In my next column, I’ll delve into the Unicode world and explain how this clever new standard works. You’ll learn how complex Unicode-based fonts work, and how to use Unicode numbers to track down hard-to-find characters lurking inside fonts with huge character sets. Both Windows and the Mac OS — as well as some applications — have tools to help, but in many ways we’re still in the pioneering days, so there’ll be some handy trail-blazing tips as well.
 

James Felici has worked in the publishing industry for over 30 years. He is the former managing editor of Publish magazine, and written for PC World, Macworld, and The Seybold Report. A renowned type expert, he is the author of The Complete Manual of Typography.
  • Anonymous says:

    I’ve already printed out (and saved) the PDF of glyphs, and thank you big time for it! As volunteer production editor, using Adobe InDesign, of a quarterly for a non-profit organization, I often have to hunt up various non-standard letter forms, and using the character map can be a pain. I’ve memorized a few (for instance, I have a friend named Joëlle…) but having a quick cheat-sheet with all of them easily found the “old fashioned” way is wonderful. (“Old fashioned” because I’m 67, and although I’ve been using computers since the Commodore 64 I bought myself in ’83, I still like to have a piece of paper to refer to for something like this!) I’m also sending the PDF to the co-editors of the quarterly, as it will be of interest to them as well.

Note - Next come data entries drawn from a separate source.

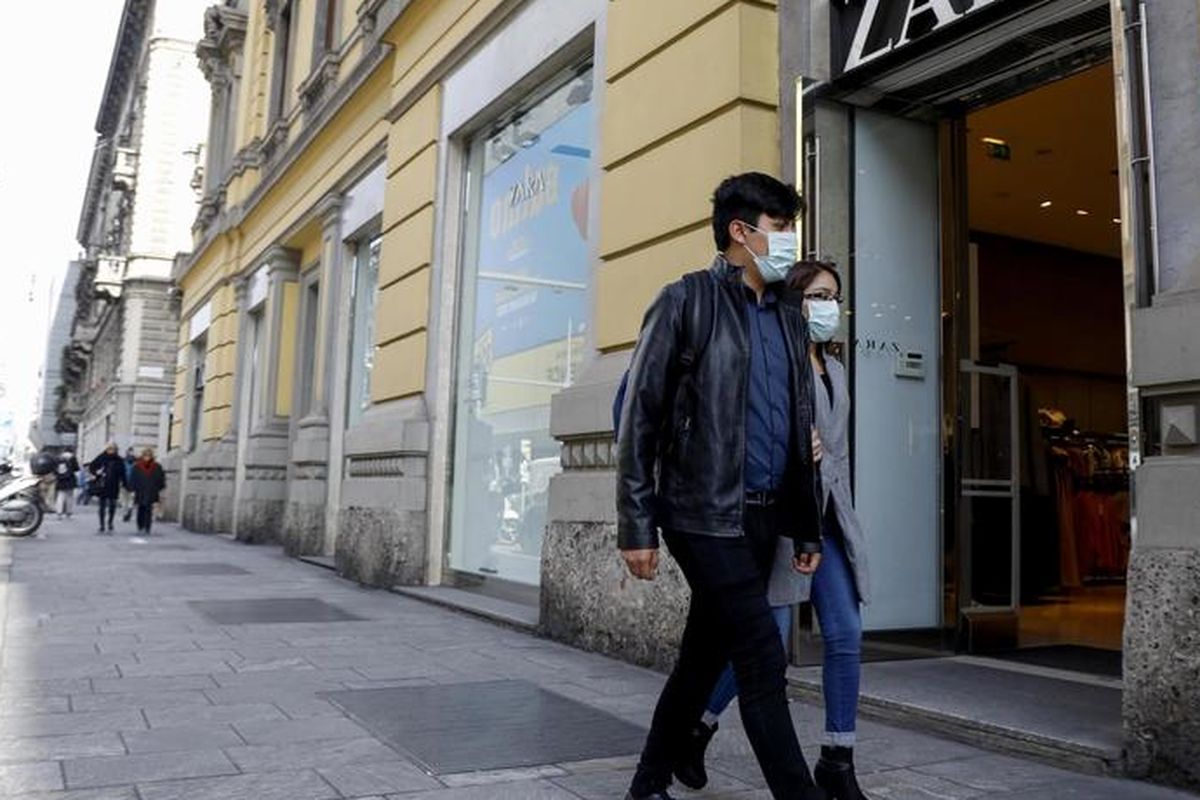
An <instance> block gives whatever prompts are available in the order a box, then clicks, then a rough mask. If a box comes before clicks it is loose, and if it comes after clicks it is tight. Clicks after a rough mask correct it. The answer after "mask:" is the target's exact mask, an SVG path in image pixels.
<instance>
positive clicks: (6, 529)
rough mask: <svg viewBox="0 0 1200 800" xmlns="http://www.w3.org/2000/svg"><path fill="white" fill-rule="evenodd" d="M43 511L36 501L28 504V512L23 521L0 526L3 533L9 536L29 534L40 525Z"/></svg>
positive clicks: (27, 534)
mask: <svg viewBox="0 0 1200 800" xmlns="http://www.w3.org/2000/svg"><path fill="white" fill-rule="evenodd" d="M43 516H44V512H43V511H42V506H41V505H40V504H37V503H31V504H30V505H29V513H26V515H25V521H24V522H22V523H20V524H19V525H5V527H4V528H0V530H2V531H4V533H5V534H7V535H10V536H29V535H30V534H32V533H35V531H36V530H37V529H38V528H41V527H42V517H43Z"/></svg>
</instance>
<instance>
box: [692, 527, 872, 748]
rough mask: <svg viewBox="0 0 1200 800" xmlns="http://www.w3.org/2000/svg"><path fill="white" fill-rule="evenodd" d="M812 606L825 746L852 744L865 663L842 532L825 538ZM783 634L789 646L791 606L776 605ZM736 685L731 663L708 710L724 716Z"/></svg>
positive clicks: (712, 696) (846, 745) (719, 684)
mask: <svg viewBox="0 0 1200 800" xmlns="http://www.w3.org/2000/svg"><path fill="white" fill-rule="evenodd" d="M812 607H814V608H815V609H816V612H817V620H818V621H820V622H821V638H822V639H823V642H824V664H823V669H822V687H823V688H822V691H823V693H824V706H826V744H827V745H833V746H836V747H852V746H853V745H854V730H856V727H857V726H856V722H857V718H858V682H859V674H860V663H862V650H863V648H862V643H863V619H862V612H860V609H859V604H858V590H857V589H856V588H854V573H853V571H852V570H851V567H850V559H847V558H846V548H845V545H844V543H842V540H841V534H840V531H839V533H838V534H836V535H832V536H826V539H824V553H823V555H822V558H821V566H820V569H817V571H816V575H814V576H812ZM772 613H773V614H774V616H775V624H776V625H778V626H779V633H780V636H781V637H784V646H785V649H786V646H787V639H788V634H790V633H791V630H792V607H791V606H778V607H775V608H772ZM737 693H738V684H737V679H736V678H734V676H733V669H732V667H726V668H725V672H724V673H721V676H720V679H718V681H716V687H715V688H714V690H713V694H712V697H710V698H709V699H708V711H709V712H710V714H713V715H720V714H721V712H722V711H725V709H726V708H727V706H728V704H730V703H731V702H732V700H733V698H734V697H737Z"/></svg>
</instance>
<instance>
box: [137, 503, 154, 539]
mask: <svg viewBox="0 0 1200 800" xmlns="http://www.w3.org/2000/svg"><path fill="white" fill-rule="evenodd" d="M152 523H154V505H152V504H151V505H139V506H138V530H144V531H145V533H148V534H149V533H150V525H151V524H152Z"/></svg>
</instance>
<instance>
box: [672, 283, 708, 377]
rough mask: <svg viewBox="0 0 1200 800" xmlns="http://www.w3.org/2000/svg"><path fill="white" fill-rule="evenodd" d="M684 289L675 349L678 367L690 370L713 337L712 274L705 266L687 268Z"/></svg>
mask: <svg viewBox="0 0 1200 800" xmlns="http://www.w3.org/2000/svg"><path fill="white" fill-rule="evenodd" d="M683 285H684V290H685V293H686V294H685V300H684V318H683V341H684V345H683V348H682V349H680V351H679V367H680V368H682V371H683V372H691V371H692V369H694V368H695V367H696V365H697V363H698V362H700V359H701V356H703V355H704V350H706V349H707V348H708V341H709V339H710V338H713V319H714V317H715V315H716V291H715V287H714V285H713V276H712V275H710V273H709V272H708V270H701V271H698V272H689V273H686V275H684V276H683Z"/></svg>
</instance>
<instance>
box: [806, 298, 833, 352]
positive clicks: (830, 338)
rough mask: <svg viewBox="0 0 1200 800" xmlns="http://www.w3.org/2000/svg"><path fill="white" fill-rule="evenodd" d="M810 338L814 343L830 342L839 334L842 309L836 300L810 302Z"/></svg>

    This sort of thing can be of tremendous help to folks like us, and is much appreciated!

    Lesley O’Neil
    Edmonton, Alberta, Canada

  • Anonymous says:

    One of your best and most informative articles yet. Thank you, thank you!
    Rod McCaskill
    Mail-Graphics Print & Ad
    Canoga Park, CA

  • ElliottV says:

    Unicode was a brave effort to create a single character set that included every reasonable writing system on the planet and some make-believe ones like Klingon, too. Some people are under the misconception that Unicode is simply a 16-bit code where each character takes 16 bits and therefore there are 65,536 possible characters. This is not, actually, correct. It is the single most common myth about Unicode, so if you thought that, don’t feel bad. In fact, Unicode has a different way of thinking about characters, and you have to understand the Unicode way of thinking of things or nothing will make sense even if you will use instant payday loan.

  • felici says:

    Although current font formats can only contain some 65,000 glyphs, Unicode is indeed infinitely extensible, as its current tally of over 100,000 unique character I.D.s testifies. Klingon, though, is not part of it. The suggestion to include it was tabled, but the idea was shot down as trivializing the whole Unicode undertaking. That’s not to say, though, that you can’t create a Unicode-compatible Klingon font, as there are large ranges of Unicode numbers reserved for “private use.” These are more commonly used for stylistic glyph alternatives, obscure ligatures, and the like.
    Klingon notwithstanding, Unicode does, however, encompass many extinct languages and writing systems used by academics and historians.